Unwise intransigence

December 21, 2013 12:49 am | Updated November 16, 2021 06:09 pm IST

Justice A.K. Ganguly’s holding on to his position as the Chairperson of the West Bengal State Human Rights Commission after being accused by a law intern of improper sexual advances may indicate a justified concern about his hard-earned reputation. Yet, it is clear he has also displayed a petulant unwillingness to recognise that his continuance does great damage to the institutional integrity of his office. After a three-member committee of the Supreme Court said it was of the considered view that the intern’s statement prima facie disclosed “unwelcome verbal/non-verbal conduct of sexual nature” on his part, the honourable thing for him to do must have been to stay away from public office. Yet, even after the gist of the committee’s report was made public by the Chief Justice of India, and after the intern’s affidavit was out in the public domain, presenting in embarrassing detail what had transpired in a hotel in New Delhi on December 24, 2012, Mr. Ganguly has been refusing to quit. West Bengal Chief Minister Mamata Banerjee has written to President Pranab Mukherjee seeking his removal from the post and the Attorney General is preparing the terms for a reference to the Supreme Court, as is required for the removal of the chairperson of a State human rights commission.

Mr.

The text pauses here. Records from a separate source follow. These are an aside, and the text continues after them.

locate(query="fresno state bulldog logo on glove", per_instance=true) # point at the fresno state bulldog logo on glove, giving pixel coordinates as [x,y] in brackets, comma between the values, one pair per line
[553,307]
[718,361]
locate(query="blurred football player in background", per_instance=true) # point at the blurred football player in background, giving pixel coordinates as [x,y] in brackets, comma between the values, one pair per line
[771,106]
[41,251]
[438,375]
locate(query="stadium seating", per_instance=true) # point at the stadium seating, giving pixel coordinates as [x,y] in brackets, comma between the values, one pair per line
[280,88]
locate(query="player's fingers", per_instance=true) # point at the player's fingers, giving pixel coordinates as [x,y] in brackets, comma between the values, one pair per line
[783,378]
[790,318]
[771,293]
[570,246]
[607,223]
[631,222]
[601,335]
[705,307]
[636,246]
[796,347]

Ganguly will indeed get an opportunity to contest the allegation, but the process may lead to the appointment of an enquiry committee. He has to ask himself whether he wants to go through a formal inquiry at all. One would have thought he would spare himself such ignominy. It has now come to light that even before the three-member panel, while denying the allegations, he advanced a technical defence, saying the current sexual harassment law had been enacted only after the incident, and his alleged conduct did not constitute an offence at that time. When Chief Justice P. Sathasivam decided that no further follow-up action was required by the Supreme Court on the intern’s allegation, after finding that she was not on its rolls and the Judge concerned had retired before the incident, there was an impression that there would be no resolute action to pursue the case. The Supreme Court committee’s finding was in itself a clear moral indictment of Justice Ganguly and makes his continuation in the post untenable. The Chief Justice also made it clear that Justice Ganguly had no special immunity from normal investigative processes. The Supreme Court’s decision to disclose the preliminary finding, embarrassing as it might have been to Justice Ganguly, was a welcome instance of transparency in its functioning. One hopes that Justice Ganguly will not be so unwise as to invite by his intransigence a formal order dismissing him for proven misconduct.